1. Da qualche tempo, una prassi giudiziaria esaltata dalla “Suprema Corte” impone all’operatore di raccapezzarsi
con l’ antilogia nel titolo.
Tale, perchè:
l’omicidio, cagionativo della morte dell’altro da sé, comportamento letifero transitivo e
irriflessivo, è all’opposto del
suicidio, cagionativo della morte di sé, a comportamento intransitivo e riflessivo!
Dunque la fusione (strumentale) di
entrambi, è antilogica.
1.1. Ed impone, quella prassi, di raccapezzarsi con l’ antinomia nel titolo.
Tale perchè:
l’omicidio (di cui agli artt 575 584 589
cp, oltre altri, e oltre tutti in casi di evento morte quale conseguenza di
altro delitto..), è fatto e
fattispecie, giuridici, altro dal suicidio (di cui all’art 580 cp..).
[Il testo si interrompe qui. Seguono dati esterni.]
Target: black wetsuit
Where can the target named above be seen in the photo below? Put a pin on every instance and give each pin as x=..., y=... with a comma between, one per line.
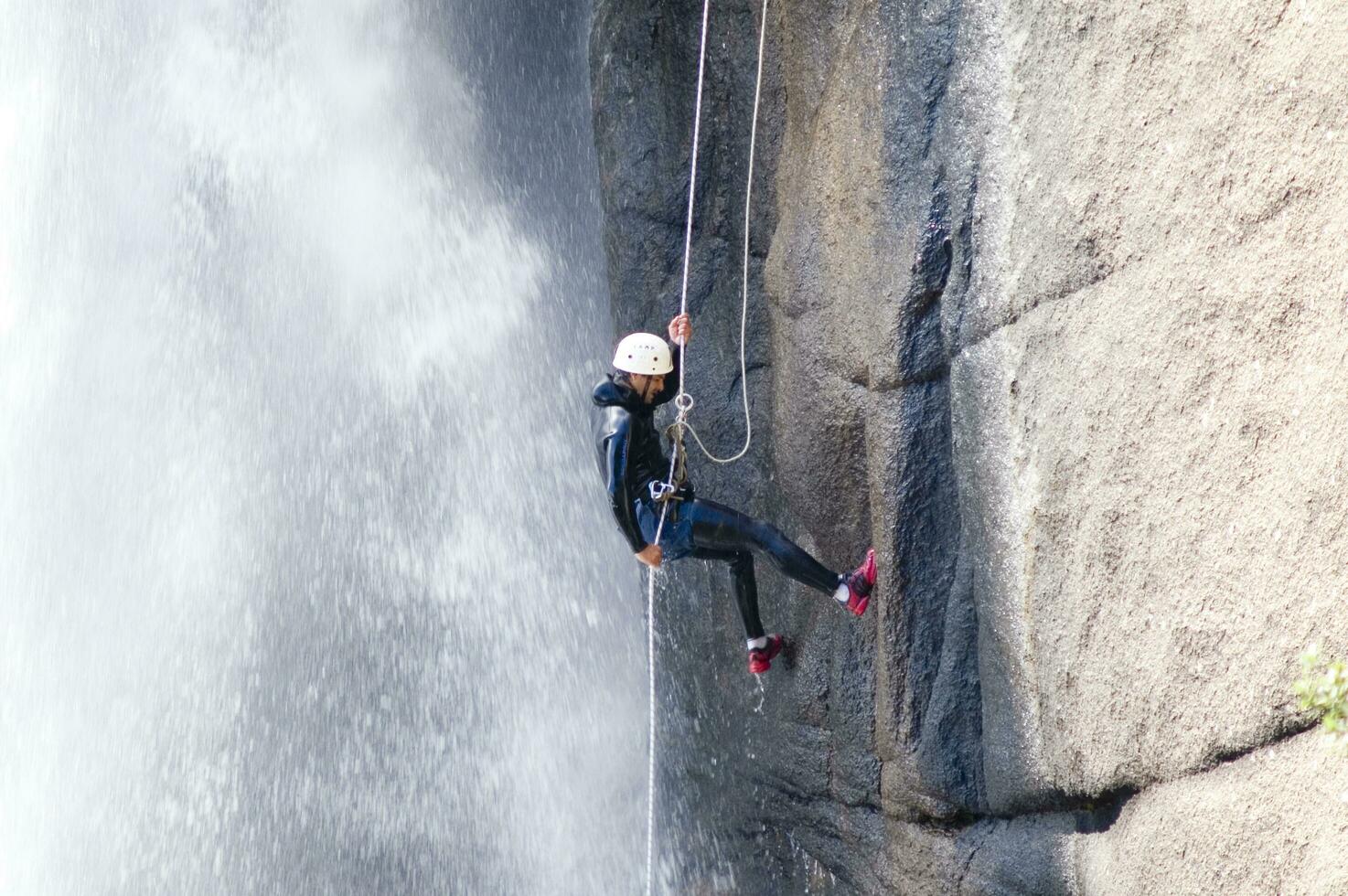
x=631, y=457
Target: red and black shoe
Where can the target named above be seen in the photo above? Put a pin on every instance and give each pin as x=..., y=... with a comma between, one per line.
x=761, y=657
x=859, y=583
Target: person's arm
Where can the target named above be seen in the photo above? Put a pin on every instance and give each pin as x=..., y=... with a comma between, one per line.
x=620, y=497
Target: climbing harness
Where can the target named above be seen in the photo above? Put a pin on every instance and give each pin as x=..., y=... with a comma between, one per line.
x=669, y=491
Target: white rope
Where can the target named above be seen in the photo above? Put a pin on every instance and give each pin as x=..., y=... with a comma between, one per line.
x=744, y=275
x=684, y=401
x=659, y=529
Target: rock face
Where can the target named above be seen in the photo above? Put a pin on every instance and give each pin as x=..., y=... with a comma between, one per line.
x=1048, y=304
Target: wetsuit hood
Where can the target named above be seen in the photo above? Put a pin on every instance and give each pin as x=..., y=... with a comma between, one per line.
x=612, y=394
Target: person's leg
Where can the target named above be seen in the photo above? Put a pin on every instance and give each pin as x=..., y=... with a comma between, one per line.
x=745, y=588
x=720, y=528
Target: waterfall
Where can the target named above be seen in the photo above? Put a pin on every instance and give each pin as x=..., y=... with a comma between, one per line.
x=305, y=582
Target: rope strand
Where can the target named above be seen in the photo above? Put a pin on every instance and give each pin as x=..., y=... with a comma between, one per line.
x=684, y=401
x=659, y=528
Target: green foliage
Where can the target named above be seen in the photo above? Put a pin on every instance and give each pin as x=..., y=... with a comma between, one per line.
x=1322, y=691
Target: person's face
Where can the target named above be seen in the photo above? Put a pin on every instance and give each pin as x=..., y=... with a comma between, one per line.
x=647, y=384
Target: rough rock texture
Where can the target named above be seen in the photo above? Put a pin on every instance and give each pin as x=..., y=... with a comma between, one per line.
x=1048, y=304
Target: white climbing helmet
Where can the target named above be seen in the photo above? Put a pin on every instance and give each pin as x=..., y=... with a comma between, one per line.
x=643, y=353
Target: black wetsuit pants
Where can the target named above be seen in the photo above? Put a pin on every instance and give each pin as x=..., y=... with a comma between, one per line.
x=722, y=534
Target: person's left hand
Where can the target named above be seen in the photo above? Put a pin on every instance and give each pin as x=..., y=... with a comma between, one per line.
x=679, y=329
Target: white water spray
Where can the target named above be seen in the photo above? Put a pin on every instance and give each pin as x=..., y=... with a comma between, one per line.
x=292, y=596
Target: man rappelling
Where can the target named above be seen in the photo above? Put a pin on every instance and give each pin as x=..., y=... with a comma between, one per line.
x=634, y=465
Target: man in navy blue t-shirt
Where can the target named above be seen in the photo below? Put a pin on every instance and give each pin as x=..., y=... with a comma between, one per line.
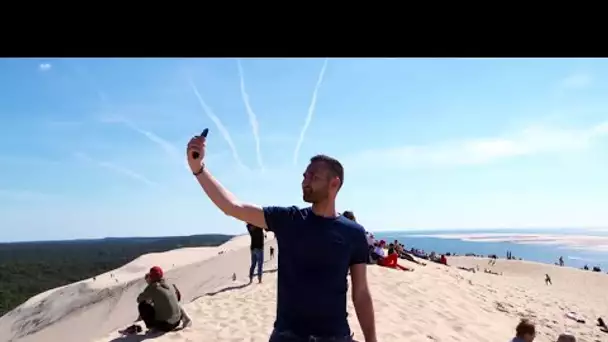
x=317, y=248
Dunque la fusione (giuridica) di entrambi è antinomica.
1.2 E la fattispecie (giudiziaria o dottrinale) che richiamasse uno d’essi non potrebbe fonderlo giuridicamente con l’altro. Anche perché, rispetto ad essa, essi ne sarebbero “elementi normativi”, solo richiamabili, immodificabili e tanto meno sopprimibili in quanto tali. Da evocare ed esporre pedissequamente, cosi come siano (anche per il principio di “stretta legalità”, per cui, quando in qualsiasi contesto linguistico -comunque orientato finalisticamente- sia evocato una fatto giuridico, questo si trae intero dall’involucro della relativa fattispecie).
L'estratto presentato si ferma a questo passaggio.